Begotten can be used in a situation in which someone is pregnant in the same way that it is when a person is born, because the unborn child is begotten of the father in the same way. Likewise, just as the paternal use of the word can be used to describe sonship to God, the word is also used during Mary’s pregnancy with Jesus to show his sonship to God. Like mentioned above, Joseph was the earthly father of Jesus, and as such Jesus was his begotten son, but also Jesus was the son of God. This is described before his birth in Matthew when it is said, “but while he pondered on these things, behold, an angel of the Lord appeared to him in a dream, saying, Joseph, son of David, fear not to take to thee Mary, thy wife, for that which is begotten in her is of the Holy Spirit.” (Matthew 1:20 YLT). So not only does sonship to God happen during a new birth in the Spirit, but for Jesus, who was conceived of the Spirit, the paternal connotation goes to God, in the form of the Spirit, before he is even born his natural birth as a baby. This, however, is a very exclusive use and reserved only for Jesus. We are all born naturally in sin, and can be born again as a child of God through the Spirit, but only Jesus was born sinless and conceived of the Spirit.
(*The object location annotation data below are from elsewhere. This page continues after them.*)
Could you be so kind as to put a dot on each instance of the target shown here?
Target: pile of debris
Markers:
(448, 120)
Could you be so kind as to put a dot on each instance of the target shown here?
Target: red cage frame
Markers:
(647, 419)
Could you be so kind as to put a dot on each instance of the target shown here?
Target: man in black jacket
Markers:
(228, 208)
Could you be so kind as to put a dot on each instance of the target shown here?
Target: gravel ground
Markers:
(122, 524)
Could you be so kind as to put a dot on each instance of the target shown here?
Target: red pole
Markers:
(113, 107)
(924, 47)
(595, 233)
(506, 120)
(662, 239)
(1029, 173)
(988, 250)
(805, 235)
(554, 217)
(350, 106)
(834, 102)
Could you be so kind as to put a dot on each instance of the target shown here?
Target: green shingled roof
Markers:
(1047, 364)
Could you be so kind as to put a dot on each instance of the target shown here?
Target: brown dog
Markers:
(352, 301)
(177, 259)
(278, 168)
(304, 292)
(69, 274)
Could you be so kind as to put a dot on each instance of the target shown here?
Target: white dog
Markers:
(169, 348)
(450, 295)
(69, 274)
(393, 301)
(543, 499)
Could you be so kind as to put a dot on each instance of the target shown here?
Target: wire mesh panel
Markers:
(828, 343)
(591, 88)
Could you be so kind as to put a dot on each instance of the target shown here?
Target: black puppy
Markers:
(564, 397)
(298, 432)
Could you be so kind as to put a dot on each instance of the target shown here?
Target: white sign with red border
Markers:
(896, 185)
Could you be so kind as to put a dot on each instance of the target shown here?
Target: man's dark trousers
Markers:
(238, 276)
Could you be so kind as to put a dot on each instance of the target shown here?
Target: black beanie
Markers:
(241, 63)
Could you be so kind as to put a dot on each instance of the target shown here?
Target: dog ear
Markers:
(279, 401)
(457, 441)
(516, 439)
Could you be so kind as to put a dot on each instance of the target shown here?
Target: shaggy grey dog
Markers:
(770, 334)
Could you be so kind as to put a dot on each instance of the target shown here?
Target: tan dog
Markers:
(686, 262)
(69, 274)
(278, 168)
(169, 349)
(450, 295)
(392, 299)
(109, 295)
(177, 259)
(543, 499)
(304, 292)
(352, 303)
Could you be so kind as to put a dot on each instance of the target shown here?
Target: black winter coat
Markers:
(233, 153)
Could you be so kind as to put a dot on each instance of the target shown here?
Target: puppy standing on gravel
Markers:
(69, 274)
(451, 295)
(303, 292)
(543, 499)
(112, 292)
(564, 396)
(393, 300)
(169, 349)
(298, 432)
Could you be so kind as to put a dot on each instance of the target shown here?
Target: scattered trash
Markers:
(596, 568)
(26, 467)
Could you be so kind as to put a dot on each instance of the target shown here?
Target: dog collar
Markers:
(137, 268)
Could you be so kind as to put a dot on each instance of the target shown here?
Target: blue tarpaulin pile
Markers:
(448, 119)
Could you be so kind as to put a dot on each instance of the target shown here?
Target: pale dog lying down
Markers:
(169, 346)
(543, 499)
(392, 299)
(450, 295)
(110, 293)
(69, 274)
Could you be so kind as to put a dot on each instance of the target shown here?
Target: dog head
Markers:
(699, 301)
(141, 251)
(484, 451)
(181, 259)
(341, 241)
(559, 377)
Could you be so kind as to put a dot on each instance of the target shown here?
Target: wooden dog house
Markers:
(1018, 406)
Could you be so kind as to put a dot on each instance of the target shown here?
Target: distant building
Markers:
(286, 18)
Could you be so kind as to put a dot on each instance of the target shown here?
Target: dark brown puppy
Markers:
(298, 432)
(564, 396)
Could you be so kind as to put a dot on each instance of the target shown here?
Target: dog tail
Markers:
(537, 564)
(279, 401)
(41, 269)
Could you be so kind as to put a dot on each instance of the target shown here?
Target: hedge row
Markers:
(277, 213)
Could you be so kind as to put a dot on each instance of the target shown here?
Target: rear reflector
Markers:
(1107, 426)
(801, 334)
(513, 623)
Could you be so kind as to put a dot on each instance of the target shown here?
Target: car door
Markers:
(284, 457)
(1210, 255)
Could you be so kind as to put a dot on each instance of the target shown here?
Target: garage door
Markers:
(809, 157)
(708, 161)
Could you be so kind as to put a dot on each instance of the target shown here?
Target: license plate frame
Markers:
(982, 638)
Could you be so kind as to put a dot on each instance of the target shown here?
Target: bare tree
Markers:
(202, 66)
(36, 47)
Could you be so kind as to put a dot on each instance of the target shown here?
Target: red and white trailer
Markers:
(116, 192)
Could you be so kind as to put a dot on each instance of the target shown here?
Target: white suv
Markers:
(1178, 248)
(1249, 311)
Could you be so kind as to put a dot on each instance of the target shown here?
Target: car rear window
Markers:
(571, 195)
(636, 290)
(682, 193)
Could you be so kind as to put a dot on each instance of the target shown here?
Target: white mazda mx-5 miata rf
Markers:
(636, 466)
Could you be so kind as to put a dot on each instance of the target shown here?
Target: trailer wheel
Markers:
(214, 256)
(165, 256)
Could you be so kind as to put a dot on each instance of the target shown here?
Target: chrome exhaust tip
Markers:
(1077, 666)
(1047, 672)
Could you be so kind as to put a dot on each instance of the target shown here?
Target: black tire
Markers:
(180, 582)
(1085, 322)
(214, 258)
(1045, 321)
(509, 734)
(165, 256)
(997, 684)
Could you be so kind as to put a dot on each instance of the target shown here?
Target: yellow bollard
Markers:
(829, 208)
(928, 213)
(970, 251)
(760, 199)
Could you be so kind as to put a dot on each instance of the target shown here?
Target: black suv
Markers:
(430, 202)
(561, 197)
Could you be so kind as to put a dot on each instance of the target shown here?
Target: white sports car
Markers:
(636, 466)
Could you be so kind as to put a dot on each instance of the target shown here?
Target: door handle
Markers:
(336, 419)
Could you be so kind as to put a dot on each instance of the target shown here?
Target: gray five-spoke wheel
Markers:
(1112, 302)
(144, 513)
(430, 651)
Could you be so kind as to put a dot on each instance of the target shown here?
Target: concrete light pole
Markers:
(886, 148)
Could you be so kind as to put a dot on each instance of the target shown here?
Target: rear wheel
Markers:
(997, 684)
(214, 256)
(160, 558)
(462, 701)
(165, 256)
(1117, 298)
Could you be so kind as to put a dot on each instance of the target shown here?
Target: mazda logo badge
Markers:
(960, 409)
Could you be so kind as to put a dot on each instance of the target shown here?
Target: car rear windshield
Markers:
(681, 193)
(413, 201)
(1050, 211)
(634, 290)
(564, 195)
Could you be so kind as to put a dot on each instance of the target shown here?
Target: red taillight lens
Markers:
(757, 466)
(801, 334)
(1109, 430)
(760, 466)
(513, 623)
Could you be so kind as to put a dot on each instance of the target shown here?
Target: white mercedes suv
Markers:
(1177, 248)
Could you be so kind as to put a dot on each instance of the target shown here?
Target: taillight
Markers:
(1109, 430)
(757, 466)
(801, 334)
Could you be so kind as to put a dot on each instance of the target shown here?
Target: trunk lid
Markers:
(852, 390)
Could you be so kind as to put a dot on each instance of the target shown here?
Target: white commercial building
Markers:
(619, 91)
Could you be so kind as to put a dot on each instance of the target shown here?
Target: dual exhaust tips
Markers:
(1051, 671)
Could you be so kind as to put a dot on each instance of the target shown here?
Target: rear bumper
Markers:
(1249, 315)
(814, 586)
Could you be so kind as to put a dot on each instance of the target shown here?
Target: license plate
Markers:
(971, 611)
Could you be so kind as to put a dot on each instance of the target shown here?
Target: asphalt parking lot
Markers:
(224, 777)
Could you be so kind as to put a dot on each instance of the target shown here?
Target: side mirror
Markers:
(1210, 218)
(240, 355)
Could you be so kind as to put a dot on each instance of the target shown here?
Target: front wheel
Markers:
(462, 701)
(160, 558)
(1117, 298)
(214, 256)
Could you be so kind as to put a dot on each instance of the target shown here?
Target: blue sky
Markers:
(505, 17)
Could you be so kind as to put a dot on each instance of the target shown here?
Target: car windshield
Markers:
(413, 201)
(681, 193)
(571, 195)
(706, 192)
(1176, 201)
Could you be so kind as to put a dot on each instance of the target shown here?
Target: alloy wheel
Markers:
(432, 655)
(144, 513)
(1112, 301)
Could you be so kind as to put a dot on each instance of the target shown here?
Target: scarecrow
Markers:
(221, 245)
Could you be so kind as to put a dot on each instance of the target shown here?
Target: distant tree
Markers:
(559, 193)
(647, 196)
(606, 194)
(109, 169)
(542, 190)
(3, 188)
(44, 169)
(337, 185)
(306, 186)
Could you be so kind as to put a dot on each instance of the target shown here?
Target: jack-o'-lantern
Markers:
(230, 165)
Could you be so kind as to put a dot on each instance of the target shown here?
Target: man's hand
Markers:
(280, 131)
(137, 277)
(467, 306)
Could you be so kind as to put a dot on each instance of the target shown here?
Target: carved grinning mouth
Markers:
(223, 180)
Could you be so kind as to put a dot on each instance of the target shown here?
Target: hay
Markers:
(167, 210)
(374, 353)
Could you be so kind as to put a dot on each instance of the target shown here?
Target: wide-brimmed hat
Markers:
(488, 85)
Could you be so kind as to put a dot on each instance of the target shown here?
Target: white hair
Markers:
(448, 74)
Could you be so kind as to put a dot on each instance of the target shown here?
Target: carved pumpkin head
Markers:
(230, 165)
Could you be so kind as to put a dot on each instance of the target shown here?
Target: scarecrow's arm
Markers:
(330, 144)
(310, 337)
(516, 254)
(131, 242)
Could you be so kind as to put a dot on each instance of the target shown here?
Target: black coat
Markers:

In every sense of the word, begotten refers to the relationship between parent and child, and in the Bible it is usually referring to father and son, whether born or unborn. A study of the word as used in the New Testament, however, shows how it can be used in different ways to illustrate a new birth in Christ, when one becomes a child of God. It is very interesting to note the ways in which the word is used, and helps us to more appropriately understand the relationship between God and his son Jesus, the relationship that God desires to have with us, and how we can be reconciled to him as our Father when we are born again in Christ.